Jobs use the same mechanism as described for the *Variables* above. 
So, if an :jobtype:`Auto-picking` job depends on its micrographs STAR file input on a :jobtype:`CTF estimation` job called `ctffind`, and this :jobtype:`CTF estimation` job is part of a *Scheme* called ``prep``, then the micrographs STAR file input for the :jobtype:`Auto-picking` job should be set to ``Schemes/prep/ctffind/micrographs_ctf.star``, and this will be converted to ``CtfFind/job003/micrographs_ctf.star`` upon execution of the job. 
In addition, a corresponding edge will be added to the ``default_pipeliner.star`` upon execution of the *Scheme*. 
Also note that parameters in ``job.star`` files may be updated with the current values of *Variables* from the *Scheme* by using the ``$$`` prefix, followed by the name of the corresponding *Variable*, as also mentioned above.
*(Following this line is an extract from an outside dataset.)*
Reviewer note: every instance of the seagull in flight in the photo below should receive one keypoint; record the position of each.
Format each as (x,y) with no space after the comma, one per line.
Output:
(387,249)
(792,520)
In addition, the `JobMode` needs to be chosen from options: ``new`` or ``continue``.
Typically, in on-the-fly-processing procedures that iterate over ever more movies, jobs like :jobtype:`Import`, :jobtype:`Motion correction`, :jobtype:`CTF estimation`, :jobtype:`Auto-picking` and :jobtype:`Particle extraction` are set as ``continue``, whereas most other jobs are set as ``new``.

Finally, once all the *Variables*, *Operators* and *Jobs* are in place, one should define all the *Edges* between them.

The *Scheme* will be initialised (and reset) to the left-hand *Node* of the first defined *Edge*.
If the *Scheme* is not an infinite loop, it is recommended to add the ``exit`` *Operator* as the last *Node*.

Once a *Scheme* has been created, it may be useful for more than one |RELION| project.
Therefore, you may want to store it in a tar-ball:

::

    tar -zcvf preprocess_scheme.tar.gz Schemes/preprocess


That tar-ball can then be extracted in any new |RELION| project directory:

::

    tar -zxvf preprocess_scheme.tar.gz


.. _sec_execute_schemes:

Executing a *Scheme*
^^^^^^^^^^^^^^^^^^^^^^

Once you have created the Scheme/name/ (sub)directories (with "name" being the name of your scheme), you can launch a separate GUI using:


::

    relion_schemegui.py name


You can start, stop, change parameters, and restart the scheme from there. You can also look into this python script to see the actual calls it makes to relion_schemer, which is the command line program that executes the scheme. While it runs, you can then follow the generation of new jobs in the normal relion GUI.